AWS MCP Servers Guidance
Hands-on guidance for AI-accelerated AWS development using AWS MCP Servers. Learn to leverage AI coding assistants to enhance your development workflows with AWS best practices.
What is AWS MCP Servers Guidance?
AWS MCP Servers Guidance is a Model Context Protocol (MCP) server that allows AI assistants like Claude, Cursor, and VS Code to hands-on guidance for ai-accelerated aws development using aws mcp servers. learn to leverage ai coding assistants to enhance your development workflows with aws best practices.
Hands-on guidance for AI-accelerated AWS development using AWS MCP Servers. Learn to leverage AI coding assistants to enhance your development workflows with AWS best practices.
This server falls under the Cloud Services and Coding Agents categories on MCPgee, the world's largest MCP server directory with 33,000+ servers.
Features
- Hands-on guidance for AI-accelerated AWS development using A
Use Cases
Maintainer
Works with
Installation
Manual Installation
npx guidance-for-vibe-coding-with-aws-mcp-serversConfiguration
Configuration Details
claude_desktop_config.json
Performance
Response Metrics
Resource Usage
How to Set Up and Use AWS MCP Servers Guidance
This AWS Solutions Library sample provides a hands-on workshop and reference implementation for AI-accelerated development on AWS using MCP servers, demonstrating how to connect AI coding assistants (Claude, Amazon Q Developer, Kiro) to real AWS services through MCP. The project includes a hotel booking agent backed by Amazon Location Service, Amazon Comprehend for toxicity detection, and reservation APIs deployed via CDK — giving developers a concrete, deployable example of production AWS MCP patterns. It is primarily a learning resource and workshop template for teams adopting AI-assisted AWS development workflows.
Prerequisites
- Node.js v20.18.1 or higher and pnpm package manager installed
- Python with uv package manager (for MCP server components)

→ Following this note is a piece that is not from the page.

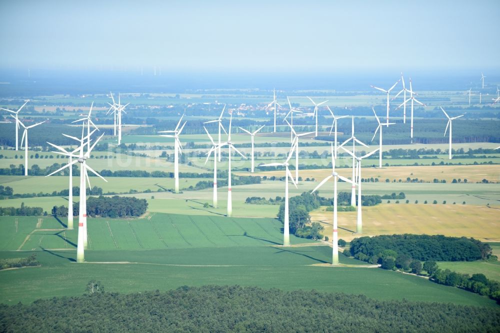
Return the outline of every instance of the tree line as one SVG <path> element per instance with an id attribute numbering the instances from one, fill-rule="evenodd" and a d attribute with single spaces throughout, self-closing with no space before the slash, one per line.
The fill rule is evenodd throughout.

- AWS CLI configured with an account in us-west-2 or us-east-1 and appropriate IAM permissions
- AWS CDK CLI installed (`npm install -g aws-cdk`)

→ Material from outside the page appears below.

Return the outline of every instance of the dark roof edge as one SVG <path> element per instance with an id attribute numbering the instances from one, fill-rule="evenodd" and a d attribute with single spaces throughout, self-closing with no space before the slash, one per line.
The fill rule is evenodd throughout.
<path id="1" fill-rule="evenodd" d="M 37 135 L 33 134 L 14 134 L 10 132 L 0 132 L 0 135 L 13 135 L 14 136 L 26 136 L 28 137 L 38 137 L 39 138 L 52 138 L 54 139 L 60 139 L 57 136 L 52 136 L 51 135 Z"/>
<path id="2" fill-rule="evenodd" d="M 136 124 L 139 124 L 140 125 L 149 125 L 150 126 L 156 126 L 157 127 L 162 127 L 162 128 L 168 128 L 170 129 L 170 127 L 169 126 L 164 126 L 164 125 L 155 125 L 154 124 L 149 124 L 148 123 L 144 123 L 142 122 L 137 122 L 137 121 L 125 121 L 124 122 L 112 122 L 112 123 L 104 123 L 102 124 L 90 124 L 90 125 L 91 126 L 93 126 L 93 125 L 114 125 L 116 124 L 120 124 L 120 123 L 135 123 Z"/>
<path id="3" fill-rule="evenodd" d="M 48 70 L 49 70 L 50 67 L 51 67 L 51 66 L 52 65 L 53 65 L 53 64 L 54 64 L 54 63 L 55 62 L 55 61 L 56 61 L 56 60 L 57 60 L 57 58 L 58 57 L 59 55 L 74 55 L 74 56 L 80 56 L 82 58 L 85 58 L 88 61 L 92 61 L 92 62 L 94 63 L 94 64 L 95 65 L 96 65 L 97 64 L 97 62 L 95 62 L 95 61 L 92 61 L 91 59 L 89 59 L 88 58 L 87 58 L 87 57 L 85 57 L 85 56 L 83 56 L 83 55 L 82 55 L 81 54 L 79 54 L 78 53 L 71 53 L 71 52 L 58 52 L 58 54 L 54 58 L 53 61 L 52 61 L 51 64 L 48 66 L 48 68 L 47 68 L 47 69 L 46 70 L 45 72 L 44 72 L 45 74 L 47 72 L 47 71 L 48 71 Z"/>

- Docker with ARM64 support enabled (required for AgentCore components on Linux)
Clone the repository and install dependencies
Clone the guidance repository and install all workspace dependencies using pnpm. This sets up the monorepo with both the documentation site and infrastructure packages.
git clone https://github.com/aws-solutions-library-samples/guidance-for-vibe-coding-with-aws-mcp-servers.git
cd guidance-for-vibe-coding-with-aws-mcp-servers
npm install -g pnpm
pnpm installStart the local documentation server
Launch the Astro documentation site locally. It provides step-by-step workshop instructions at http://localhost:4321 that guide you through the full setup.

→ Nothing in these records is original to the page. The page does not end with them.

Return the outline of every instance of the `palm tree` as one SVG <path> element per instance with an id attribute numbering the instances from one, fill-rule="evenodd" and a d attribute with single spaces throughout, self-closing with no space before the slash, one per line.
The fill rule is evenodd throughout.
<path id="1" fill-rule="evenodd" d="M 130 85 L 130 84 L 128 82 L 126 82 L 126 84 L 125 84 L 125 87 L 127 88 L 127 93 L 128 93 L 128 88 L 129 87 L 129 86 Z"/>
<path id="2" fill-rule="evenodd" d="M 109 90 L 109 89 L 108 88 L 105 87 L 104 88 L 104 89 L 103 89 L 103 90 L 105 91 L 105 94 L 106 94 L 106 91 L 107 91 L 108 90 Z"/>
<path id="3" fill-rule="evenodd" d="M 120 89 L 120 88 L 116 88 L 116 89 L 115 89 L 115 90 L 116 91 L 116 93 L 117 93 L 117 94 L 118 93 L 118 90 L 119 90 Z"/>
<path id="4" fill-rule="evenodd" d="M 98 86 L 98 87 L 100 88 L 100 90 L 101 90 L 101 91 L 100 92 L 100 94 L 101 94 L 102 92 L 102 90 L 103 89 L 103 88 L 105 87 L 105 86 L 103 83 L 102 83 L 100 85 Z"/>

pnpm docs:initConfigure AWS credentials
Ensure your AWS CLI is configured with credentials that have permissions to deploy CloudFormation stacks, create Lambda functions, and access Amazon Location Service and Comprehend.
aws configure
# or use SSO:
aws sso login --profile your-profileDeploy the workshop infrastructure
Follow the documentation at http://localhost:4321 to deploy the three CDK stacks: mock APIs, the booking agent, and the MCP server. The CDK deploy commands are provided in the workshop docs.
pnpm cdk deploy VibeCodingWorkshopMockApis
pnpm cdk deploy VibeCodingWorkshopBookingAgent
pnpm cdk deploy VibeCodingWorkshopMcpServerTest the deployed APIs
Run the provided API test scripts to verify the hotel reservations and toxicity detection APIs are responding correctly after deployment.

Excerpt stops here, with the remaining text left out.